I'll add that it's useful to think in terms of three different entities:
1) Class and interface declarations. These are syntax. Example: "interface List<E> ..."
2) Classes and interfaces. These are "symbols". Example: the interface List
3) Class and interface types. These are a kind of type. Example: the type List<String>
There's a one-to-one relationship between class/interface declarations and classes/interfaces. There is, in general, a one-to-many relationship between classes/interfaces and types. (More accurately, types can use classes and interfaces however they like to describe sets of values.)
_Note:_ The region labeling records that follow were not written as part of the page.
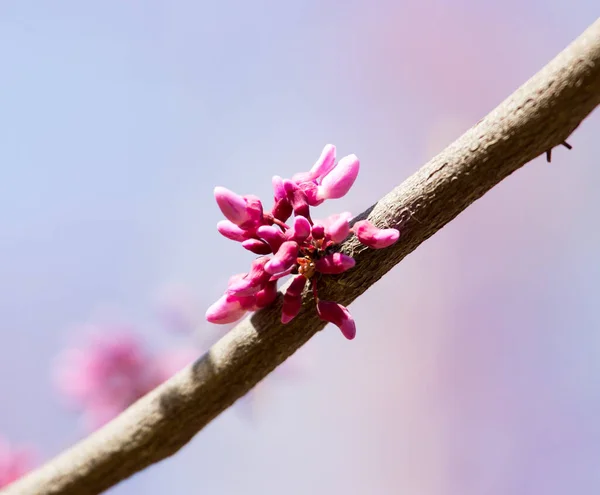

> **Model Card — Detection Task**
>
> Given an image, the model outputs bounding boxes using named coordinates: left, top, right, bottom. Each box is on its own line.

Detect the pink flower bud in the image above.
left=352, top=220, right=400, bottom=249
left=265, top=241, right=298, bottom=275
left=256, top=280, right=277, bottom=309
left=293, top=144, right=335, bottom=183
left=217, top=220, right=250, bottom=242
left=271, top=196, right=294, bottom=222
left=286, top=216, right=311, bottom=244
left=206, top=294, right=247, bottom=325
left=281, top=275, right=307, bottom=324
left=256, top=225, right=285, bottom=253
left=318, top=155, right=360, bottom=199
left=214, top=186, right=262, bottom=228
left=315, top=253, right=356, bottom=275
left=312, top=224, right=325, bottom=241
left=227, top=256, right=271, bottom=297
left=283, top=180, right=310, bottom=219
left=272, top=175, right=287, bottom=202
left=298, top=181, right=325, bottom=206
left=327, top=212, right=352, bottom=244
left=214, top=186, right=248, bottom=225
left=317, top=301, right=356, bottom=340
left=242, top=239, right=272, bottom=254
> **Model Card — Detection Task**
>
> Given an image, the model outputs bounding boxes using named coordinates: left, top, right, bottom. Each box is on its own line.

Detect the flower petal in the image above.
left=318, top=155, right=360, bottom=199
left=317, top=301, right=356, bottom=340
left=292, top=144, right=335, bottom=184
left=206, top=294, right=246, bottom=325
left=227, top=256, right=271, bottom=297
left=352, top=220, right=400, bottom=249
left=284, top=180, right=310, bottom=221
left=256, top=225, right=285, bottom=253
left=256, top=280, right=277, bottom=309
left=217, top=220, right=251, bottom=242
left=327, top=211, right=352, bottom=244
left=214, top=186, right=263, bottom=229
left=286, top=215, right=311, bottom=244
left=265, top=241, right=298, bottom=275
left=281, top=275, right=307, bottom=324
left=242, top=239, right=273, bottom=254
"Class or interface", rather than "type", is the preferred way to talk about an entity in category (2), although it's sometimes okay to abbreviate to "class".
(The same principles apply in the JVM, although the declaration syntax and type system are different than in the Java language.)
These changes push against some longstanding conventions in the Java community, but the over-use of the term "type", and resulting conflation of (2) and (3), is an impediment to the progress we're making in the Amber and Valhalla projects, so it's helpful to move away from it.
This isn't a one-time change. I'm sure there's more work to do in JLS and JVMS, as the need arises, and various other parts of the ecosystem (reflection APIs, javac error messages, javadoc output, JDK code internals, third-party tools, etc.) may want to similarly make changes, as needed and practical.